M27 - "Dumbell Nebula" in Vulpecula

SBIG ST-4000XCM
6x10min
Imager Temp -10C
APM/TMB 130/780
Field Flattener
Full Frame
Link to Larger JPEG

Taken widefield to accentuate the starfield as much as the nebula. This is one of my favorite objects, and I really prefer to show the beautiful starfield with it.

Clouds ruined the chance to get more subexposures.

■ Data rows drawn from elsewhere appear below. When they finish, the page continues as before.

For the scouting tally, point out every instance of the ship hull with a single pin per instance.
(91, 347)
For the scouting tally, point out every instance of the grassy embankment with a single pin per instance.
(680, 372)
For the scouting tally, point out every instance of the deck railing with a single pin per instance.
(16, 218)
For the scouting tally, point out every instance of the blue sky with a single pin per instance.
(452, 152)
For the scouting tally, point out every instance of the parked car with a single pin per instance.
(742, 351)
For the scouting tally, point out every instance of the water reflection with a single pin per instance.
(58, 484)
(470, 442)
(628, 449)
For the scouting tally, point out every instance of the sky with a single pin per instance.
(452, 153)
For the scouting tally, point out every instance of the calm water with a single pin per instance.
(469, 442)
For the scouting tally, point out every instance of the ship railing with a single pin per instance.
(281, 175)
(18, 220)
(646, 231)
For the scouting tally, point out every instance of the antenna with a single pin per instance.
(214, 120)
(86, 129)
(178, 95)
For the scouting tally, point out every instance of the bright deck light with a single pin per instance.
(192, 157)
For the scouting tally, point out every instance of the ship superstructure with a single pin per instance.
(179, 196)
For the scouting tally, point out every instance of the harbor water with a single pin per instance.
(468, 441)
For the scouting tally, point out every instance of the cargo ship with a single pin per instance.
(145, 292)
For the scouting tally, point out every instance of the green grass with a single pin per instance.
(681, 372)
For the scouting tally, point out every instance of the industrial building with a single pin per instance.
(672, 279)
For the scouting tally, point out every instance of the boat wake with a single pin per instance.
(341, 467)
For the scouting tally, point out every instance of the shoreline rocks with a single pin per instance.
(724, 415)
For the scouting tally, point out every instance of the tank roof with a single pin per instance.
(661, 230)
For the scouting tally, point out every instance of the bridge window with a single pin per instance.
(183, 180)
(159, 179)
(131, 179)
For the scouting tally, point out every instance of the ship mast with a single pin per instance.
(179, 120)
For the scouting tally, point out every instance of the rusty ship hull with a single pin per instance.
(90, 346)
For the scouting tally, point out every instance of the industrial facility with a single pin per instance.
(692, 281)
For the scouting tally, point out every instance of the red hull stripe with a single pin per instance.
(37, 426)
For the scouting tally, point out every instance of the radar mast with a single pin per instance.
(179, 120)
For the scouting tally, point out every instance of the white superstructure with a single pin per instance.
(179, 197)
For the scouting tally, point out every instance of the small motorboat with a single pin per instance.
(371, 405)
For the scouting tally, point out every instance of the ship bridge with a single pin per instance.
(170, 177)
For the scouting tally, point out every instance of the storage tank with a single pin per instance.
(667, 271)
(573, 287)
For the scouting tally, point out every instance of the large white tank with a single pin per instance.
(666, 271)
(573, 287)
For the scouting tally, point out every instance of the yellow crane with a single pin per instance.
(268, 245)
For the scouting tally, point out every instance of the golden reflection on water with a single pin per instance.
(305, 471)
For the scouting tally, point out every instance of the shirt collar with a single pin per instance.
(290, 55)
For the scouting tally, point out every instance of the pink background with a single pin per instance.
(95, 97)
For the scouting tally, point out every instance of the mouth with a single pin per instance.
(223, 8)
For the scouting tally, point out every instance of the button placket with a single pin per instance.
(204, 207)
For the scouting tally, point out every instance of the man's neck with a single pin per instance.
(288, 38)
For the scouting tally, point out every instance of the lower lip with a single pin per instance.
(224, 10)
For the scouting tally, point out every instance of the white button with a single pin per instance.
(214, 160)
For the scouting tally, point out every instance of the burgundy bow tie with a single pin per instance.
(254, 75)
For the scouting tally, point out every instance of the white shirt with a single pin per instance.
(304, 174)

M27 (NGC 6853), the "Dumbell Nebula" in Vulpecula is the first planetary nebula discovered and is a great example of a gaseous emission nebula that forms when a star begins to run out of fuel and expels it's outer layers (planetary nebula). The glow is from the intense emission of ultraviolet radiation from the central star exciting the surrounding gas. The central star, a white dwarf, is estimated to have a radius which is 0.055 solar radii which gives it a size larger than any other known white dwarf. The central star mass is estimated to be 0.56 solar mass, is quite bright at mag 13.5, and extremely hot at about 85,000 K (so the spectral type is given as O7 in the Sky Catalog 2000). K.M. Cudworth of the Yerkes Observatory found that it probably has a faint (mag 17) yellow companion at 6.5" separation.

M27 is 1,200 light-years distant and is only about 3000-4000 years old.